August 16, 2024 at 10:33AM
SecurityWeek’s cybersecurity news roundup presents a collection of significant stories that may have gone unnoticed. This week’s articles include the expansion of CVE Numbering Authorities, transitive vulnerabilities in application security, a new variant of the Gafgyt botnet, and various cyberattacks targeting companies and governments. Notable insights from the series are highlighted.
From the meeting notes, I have generated the following key takeaways and summaries of the cybersecurity stories covered:
1. 400 organizations named a CVE Numbering Authority
– The number of CVE Numbering Authorities has reached 400, but not all are actively publishing advisories.
– An analysis shows which CNAs provide the most complete vulnerability information in their reports.
2. Transitive vulnerabilities in application security
– OX Security analyzed transitive vulnerabilities, identifying security holes introduced by transitive dependencies in software components.

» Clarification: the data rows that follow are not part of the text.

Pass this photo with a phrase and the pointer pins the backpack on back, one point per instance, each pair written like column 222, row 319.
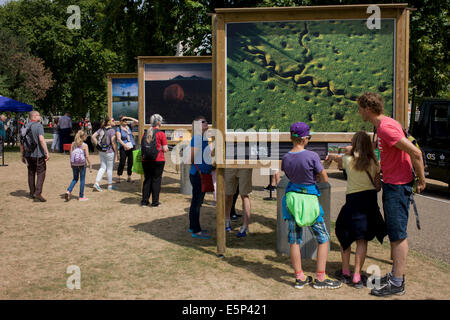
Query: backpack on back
column 27, row 139
column 149, row 149
column 78, row 158
column 103, row 144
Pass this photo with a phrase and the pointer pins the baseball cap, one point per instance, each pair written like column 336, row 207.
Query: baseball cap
column 300, row 130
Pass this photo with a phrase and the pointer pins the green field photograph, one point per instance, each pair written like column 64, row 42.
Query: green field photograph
column 125, row 97
column 311, row 71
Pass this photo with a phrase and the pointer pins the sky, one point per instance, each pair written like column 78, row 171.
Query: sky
column 171, row 70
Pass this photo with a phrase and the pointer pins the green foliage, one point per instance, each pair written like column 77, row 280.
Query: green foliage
column 114, row 32
column 22, row 76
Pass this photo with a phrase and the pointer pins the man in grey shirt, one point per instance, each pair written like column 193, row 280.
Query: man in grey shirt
column 65, row 127
column 36, row 160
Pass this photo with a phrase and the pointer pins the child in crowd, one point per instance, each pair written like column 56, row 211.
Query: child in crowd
column 79, row 156
column 360, row 219
column 302, row 167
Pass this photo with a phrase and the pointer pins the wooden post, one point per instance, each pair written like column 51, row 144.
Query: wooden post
column 218, row 28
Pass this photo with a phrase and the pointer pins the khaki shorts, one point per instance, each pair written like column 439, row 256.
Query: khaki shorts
column 241, row 177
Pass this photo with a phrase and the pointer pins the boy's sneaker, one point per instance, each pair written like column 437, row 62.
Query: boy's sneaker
column 234, row 217
column 384, row 280
column 342, row 277
column 242, row 232
column 361, row 283
column 327, row 283
column 389, row 289
column 299, row 284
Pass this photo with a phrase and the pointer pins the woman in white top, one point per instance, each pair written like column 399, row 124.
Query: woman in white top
column 105, row 139
column 124, row 136
column 79, row 156
column 360, row 218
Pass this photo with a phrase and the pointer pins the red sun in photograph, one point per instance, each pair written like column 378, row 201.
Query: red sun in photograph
column 174, row 93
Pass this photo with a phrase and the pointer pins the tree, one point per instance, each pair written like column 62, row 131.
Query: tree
column 22, row 76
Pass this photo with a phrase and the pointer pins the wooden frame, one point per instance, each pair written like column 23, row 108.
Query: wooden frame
column 110, row 77
column 142, row 61
column 399, row 12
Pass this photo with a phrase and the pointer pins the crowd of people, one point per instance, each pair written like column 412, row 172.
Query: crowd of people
column 360, row 219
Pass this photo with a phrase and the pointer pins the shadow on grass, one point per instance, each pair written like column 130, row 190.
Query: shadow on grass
column 20, row 194
column 174, row 230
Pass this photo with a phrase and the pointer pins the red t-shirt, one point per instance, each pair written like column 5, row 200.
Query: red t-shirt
column 395, row 163
column 161, row 140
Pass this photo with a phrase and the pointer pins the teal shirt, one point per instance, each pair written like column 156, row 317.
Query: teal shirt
column 203, row 158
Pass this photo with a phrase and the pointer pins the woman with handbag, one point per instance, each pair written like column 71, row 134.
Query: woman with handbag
column 153, row 165
column 124, row 136
column 360, row 219
column 199, row 174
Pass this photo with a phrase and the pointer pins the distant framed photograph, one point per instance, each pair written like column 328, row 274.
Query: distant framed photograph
column 123, row 95
column 179, row 90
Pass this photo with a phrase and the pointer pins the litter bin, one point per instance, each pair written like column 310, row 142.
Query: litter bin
column 308, row 248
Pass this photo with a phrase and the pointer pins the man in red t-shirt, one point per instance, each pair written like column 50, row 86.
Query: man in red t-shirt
column 397, row 155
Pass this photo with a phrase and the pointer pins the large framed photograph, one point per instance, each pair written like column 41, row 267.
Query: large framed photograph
column 123, row 92
column 281, row 72
column 177, row 88
column 276, row 66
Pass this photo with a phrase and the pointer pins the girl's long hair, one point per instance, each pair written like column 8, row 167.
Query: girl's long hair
column 105, row 122
column 362, row 152
column 154, row 121
column 80, row 137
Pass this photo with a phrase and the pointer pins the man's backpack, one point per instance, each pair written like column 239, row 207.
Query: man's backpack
column 78, row 158
column 27, row 139
column 103, row 144
column 149, row 149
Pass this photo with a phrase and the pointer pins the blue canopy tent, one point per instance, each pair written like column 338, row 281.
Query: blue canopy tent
column 11, row 105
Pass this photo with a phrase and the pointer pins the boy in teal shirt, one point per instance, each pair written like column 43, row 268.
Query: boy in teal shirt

– The analysis assessed the likelihood of exploitation of different vulnerability classes and ways to reduce risks.
3. New variant of Gafgyt botnet exploits GPU power and cloud native environments
– Aqua Security discovered a new variant of the Gafgyt DDoS botnet that mines cryptocurrency with GPU power, targeting cloud native environments and devices with weak SSH passwords.
4. Ransomware group uses EDR killer
– Sophos reported cybercriminals delivering RansomHub ransomware have been using a tool designed to kill endpoint detection and response (EDR) systems on compromised devices, named EDRKillShifter.
5. Crash reports can be an invaluable source of information
– Apple device security expert Patrick Wardle demonstrated at a recent conference that crash reports, often overlooked, can provide useful information about bugs and even malware.
6. Schlatter cyberattack
– Swiss industrial welding and weaving machine manufacturer Schlatter Group was targeted in a cyberattack involving malware, with cybercriminals attempting to blackmail the company.
7. Russian government and firms targeted in CloudSorcerer attacks
– Kaspersky reported that a threat actor tracked as CloudSorcerer targeted Russian government organizations and IT companies in a campaign named EastWind, with links found to tools previously tied to Chinese threat groups.
8. ValleyRAT campaign targeting Chinese speakers
– Fortinet published details of an ongoing ValleyRAT campaign targeting Chinese speakers attributed to an APT group named Silver Fox, enabling threat actors to monitor victim’s activities and deliver other malware and plugins.
9. States secure $4.5 million from biotech company following ransomware attack
– Biotech company Enzo Biochem has agreed to pay $4.5 million to the attorneys general of New York, New Jersey and Connecticut following a ransomware attack in 2023 that breached the company’s systems and stole data on 2.4 million individuals. The AGs claimed poor data security practices.
10. NetSuite issue can expose sensitive data
– AppOmni reported a common Oracle NetSuite misconfiguration that can lead to the exposure of sensitive data, impacting thousands of SuiteCommerce websites.
Please let me know if you need any further information or summaries of other related stories.